Small post for who wants to use the more advanced functionalities of Startapp. Startapp allows you to hook into the signals of your application, where as Startapp.Simple hides this from you. Below you can find the before and after of Main.elm and after that i talk about the most important changes. Note that this is not the complete Main.elm but just the parts that changed.

Before

import StartApp.Simple exposing (start)

main =
  start
    { model = initModel
    , update = update
    , view = view
    }

After

import StartApp exposing (start)
import Effects

app = start
        { init = (initModel, Effects.none)
        , update = (\x y -> (update x y, Effects.none))
        , view = view
        , inputs = []
        }

main = app.html

This assumes you use a function called initModel of type initModel : Model. You can also specify your model there literally.

One big change is that the new init function together with the existing update function now also return Effects. I'm not going to cover Effects in this post, but if you need to use them .. now you can.

Another big change is that rather than your start function returning back the Html directly (which feeds into your main function), it does now return a record. I'm not sure why it's called model in the Startapp code because it's actually more than your model and app seems a more appropriate name.

With these changes you now have the abilities to send signals into your application using the inputs and you can get signals from your application using app. The app record only consists out of Signals (html, model and tasks). You can use the app.model signal to respond to changes in your model.

Suppose you don't want to specifically signal on a data change, but on a general event that doesn't actually change your model (this is more like an edge case, but still). You will have to reserve parts in your model to signal this. That means this piece of data will just be used to "forward" the signaling and does not have any direct relevance to your view. If you want to have either greater control over your signals you've pretty much reached the limits of Startapp and you are probably ready to design your app as you want from the ground up. Both Startapp and Startapp.Simple are not that many lines of codes so this is not a lot of work.

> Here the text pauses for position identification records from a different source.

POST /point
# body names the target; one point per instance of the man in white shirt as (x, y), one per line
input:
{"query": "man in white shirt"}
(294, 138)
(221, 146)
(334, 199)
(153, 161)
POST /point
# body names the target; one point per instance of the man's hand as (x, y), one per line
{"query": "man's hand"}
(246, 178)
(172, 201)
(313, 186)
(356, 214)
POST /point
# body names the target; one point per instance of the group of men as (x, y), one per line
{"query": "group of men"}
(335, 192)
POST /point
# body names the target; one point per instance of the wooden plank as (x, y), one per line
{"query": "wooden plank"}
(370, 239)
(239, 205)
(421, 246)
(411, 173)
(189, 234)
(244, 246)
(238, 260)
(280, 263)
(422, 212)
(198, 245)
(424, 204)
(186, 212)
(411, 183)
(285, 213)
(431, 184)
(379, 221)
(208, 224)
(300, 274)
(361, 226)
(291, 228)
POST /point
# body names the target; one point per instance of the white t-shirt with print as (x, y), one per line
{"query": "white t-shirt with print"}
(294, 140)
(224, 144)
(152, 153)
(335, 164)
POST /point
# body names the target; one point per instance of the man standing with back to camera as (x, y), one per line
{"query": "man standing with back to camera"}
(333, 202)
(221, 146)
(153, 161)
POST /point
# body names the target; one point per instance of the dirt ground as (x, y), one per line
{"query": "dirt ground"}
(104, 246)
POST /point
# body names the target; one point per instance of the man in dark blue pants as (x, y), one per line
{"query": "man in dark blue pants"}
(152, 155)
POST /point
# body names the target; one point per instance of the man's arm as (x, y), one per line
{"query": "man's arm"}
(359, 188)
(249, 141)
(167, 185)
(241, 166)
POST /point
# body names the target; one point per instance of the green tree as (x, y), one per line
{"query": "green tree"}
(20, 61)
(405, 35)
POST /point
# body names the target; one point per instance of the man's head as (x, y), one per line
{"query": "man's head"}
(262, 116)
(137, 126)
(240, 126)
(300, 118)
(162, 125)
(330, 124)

Let's say you do want to listen to some specific data. And your model is:

model =
  { levelOne =
    { levelTwo =
      { fieldOne = "hello"
      , fieldTwo = "world"
      }
    }
  }

Now to listen to a change in fieldTwo you would write

Signal.map (.levelOne >> .levelTwo >> fieldTwo) app.model

Where .levelOne is short for (\m -> m.levelOne) and >> is a shorthand notation to chain function calls.

This will respond to ANY change in this particular piece of data. If you want your signal to activate on a certain value then use Signal.filter instead.